You can’t always present in person, in these cases an alternative may be an email-presentation. These decks contain much more data than an actual presentation, but shouldn’t be a replacement to an actual text doc.
A couple rules to keep in mind are:
- Make sure that the font size doesn’t go below 12pts.
- Stick to one idea per slide. More slides is not necessarily bad, as long as you don’t go over 50 or so.

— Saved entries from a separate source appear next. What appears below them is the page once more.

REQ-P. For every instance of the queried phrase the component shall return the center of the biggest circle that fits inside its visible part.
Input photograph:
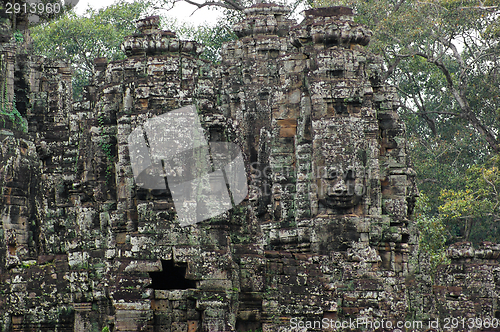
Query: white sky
(182, 11)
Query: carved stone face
(339, 161)
(338, 189)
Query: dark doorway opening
(172, 276)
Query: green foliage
(18, 37)
(8, 109)
(432, 241)
(443, 56)
(80, 39)
(211, 37)
(472, 212)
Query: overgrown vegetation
(443, 57)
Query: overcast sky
(182, 11)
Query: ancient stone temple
(325, 233)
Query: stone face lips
(326, 229)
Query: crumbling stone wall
(326, 229)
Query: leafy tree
(443, 56)
(433, 233)
(212, 37)
(80, 39)
(473, 211)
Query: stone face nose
(339, 188)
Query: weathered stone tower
(325, 232)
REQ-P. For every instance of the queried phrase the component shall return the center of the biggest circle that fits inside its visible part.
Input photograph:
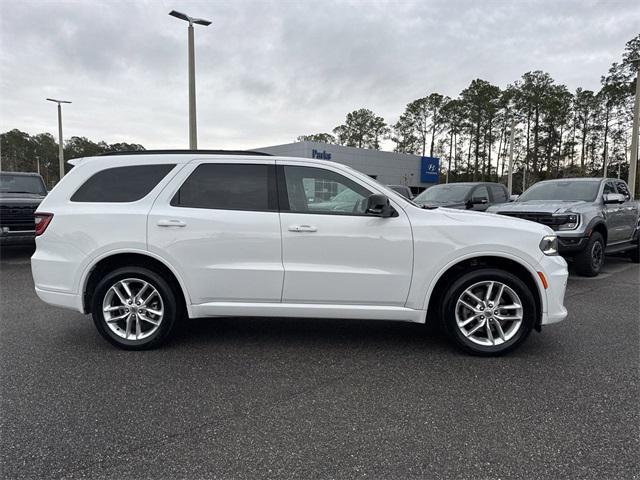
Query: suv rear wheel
(134, 308)
(588, 262)
(488, 312)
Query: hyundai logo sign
(320, 155)
(429, 169)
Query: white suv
(141, 240)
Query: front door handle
(171, 223)
(302, 228)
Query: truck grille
(544, 218)
(17, 217)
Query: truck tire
(589, 261)
(634, 254)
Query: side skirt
(307, 310)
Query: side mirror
(608, 198)
(379, 206)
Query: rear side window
(222, 186)
(121, 184)
(499, 193)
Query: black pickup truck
(20, 195)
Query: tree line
(21, 152)
(556, 132)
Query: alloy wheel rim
(133, 309)
(489, 313)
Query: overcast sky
(267, 72)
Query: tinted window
(11, 183)
(227, 186)
(121, 184)
(608, 188)
(499, 193)
(316, 190)
(481, 192)
(622, 188)
(444, 193)
(585, 190)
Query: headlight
(570, 221)
(549, 245)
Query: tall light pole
(193, 133)
(634, 133)
(60, 144)
(510, 174)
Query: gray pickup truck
(591, 216)
(20, 195)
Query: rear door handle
(302, 228)
(171, 223)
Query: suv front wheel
(488, 312)
(134, 308)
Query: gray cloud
(269, 71)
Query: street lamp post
(60, 144)
(193, 133)
(633, 165)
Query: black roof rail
(181, 152)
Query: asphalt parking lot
(276, 398)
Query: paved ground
(252, 398)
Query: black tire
(171, 308)
(634, 254)
(456, 289)
(589, 261)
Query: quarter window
(316, 190)
(228, 186)
(121, 184)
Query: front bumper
(556, 272)
(570, 245)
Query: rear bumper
(16, 237)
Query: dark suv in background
(464, 195)
(20, 195)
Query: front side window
(445, 193)
(229, 186)
(561, 190)
(121, 184)
(481, 192)
(608, 188)
(316, 190)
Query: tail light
(42, 222)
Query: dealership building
(387, 167)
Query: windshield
(21, 184)
(586, 191)
(444, 194)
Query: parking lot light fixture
(633, 165)
(193, 135)
(60, 144)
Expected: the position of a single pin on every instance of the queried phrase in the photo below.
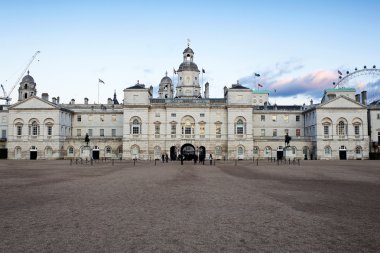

The most important thing here is, don’t use the same presentation to email and to present, make (at least) two separate documents.
by Garr Reynolds
1. Keep it Simple
PowerPoint uses slides with a horizontal or “Landscape” orientation. The software was designed as a convenient way to display graphical information that would support the speaker and supplement the presentation. The slides themselves were never meant to be the “star of the show” (the star, of course, is your audience). People came to hear you and be moved or informed (or both) by you and your message. Don’t let your message and your ability to tell a story get derailed by slides that are unnecessarily complicated, busy, or full of what Edward Tufte calls “chart junk.” Nothing in your slide should be superfluous, ever.
Your slides should have plenty of “white space” or “negative space.” Do not feel compelled to fill empty areas on your slide with your logo or other unnecessary graphics or text boxes that do not contribute to better understanding. The less clutter you have on your slide, the more powerful your visual message will become.